Suddenly, Gam-Covid-Vac became Sputnik V, a reference to the world’s first artificial Earth satellite, the Sputnik 1, launched by the Soviet Union in 1957 and a testament of the Russian government’s confidence that the vaccine worked and their understanding of the “arms race” element behind the development of the vaccine. A process that traditionally takes five to ten years had been reduced to three months.

But the scientific community, and political leaders, did not buy it. “I think it’s really scary. It’s really risky,” said Daniel Salmon, the director of the Institute for Vaccine Safety at Johns Hopkins University.

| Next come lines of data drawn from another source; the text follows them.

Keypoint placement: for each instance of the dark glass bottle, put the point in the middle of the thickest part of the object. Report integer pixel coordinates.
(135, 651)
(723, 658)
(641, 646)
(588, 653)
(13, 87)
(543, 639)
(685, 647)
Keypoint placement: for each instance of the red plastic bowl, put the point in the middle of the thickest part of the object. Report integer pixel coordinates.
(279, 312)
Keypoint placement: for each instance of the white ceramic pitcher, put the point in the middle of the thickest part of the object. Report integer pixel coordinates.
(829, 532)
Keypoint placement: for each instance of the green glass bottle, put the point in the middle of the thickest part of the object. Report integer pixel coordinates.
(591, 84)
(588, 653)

Some recognized the geopolitical fight surrounding the pandemic. “This is all beyond stupid… Putin doesn’t have a vaccine; he’s just making a political statement,” said John Moore, a virologist at Weill Cornell Medical College in New York City.

The criticism appears to have worked and a few days after the initial announcement, the Russian government backtracked and explained that the approval was a “conditional registration certificate” that depended on good results from the Phase III trials.

 

“Where is the data?”

Similar to the Oxford-AstraZeneca and Johnson & Johnson vaccines, the Sputnik V uses two strains of adenovirus that typically cause mild colds in humans. Scientists genetically modified them to cause infected cells to make proteins from the spike of the new coronavirus.

But contrary to AstraZeneca and J&J’s vaccines, the Gamaleya Institute had not made data of the clinical trials widely available. In a normal development process, vaccine developers share these results in reports to government regulators and in peer-reviewed papers for scientific journals.

Three weeks after Putin’s surprise announcement, researchers working on the vaccine asserted that the Sputnik V yielded antibodies to the coronavirus and mild side effects.

Around the same time, on November 9, Pfizer and BioNTech released their preliminary analysis of the first COVID-19 cases; their vaccine seemed to meet the expectations.

The secrecy surrounding the data of the Sputnik V continued until, on November 11, the Russian financial company promoting the shot, the Russian Direct Investment Fund (RDIF), came up with the first concrete number: the vaccine had demonstrated 92 percent efficacy, based on preliminary results from the Phase III trial.

 

The approvals begin

That same month, in November, the Russian government began offering the Sputnik V within Russia in a mass inoculation campaign. Not long after, Belarus became the first outside country to register the shot.

According to German news outlet DW, the Sputnik V has been approved in 60 states today, including India, Mexico, Iran, the United Arab Emirates, Argentina and Venezuela. In Europe, Hungary and Slovakia have granted emergency approvals.

While Europe waits for EMA approval, countries in the developing world have ordered 1.2 billion doses of the Russian vaccine. And even today, there are reports that Russia has not yet made crucial primary data available to an independent drug testing authority.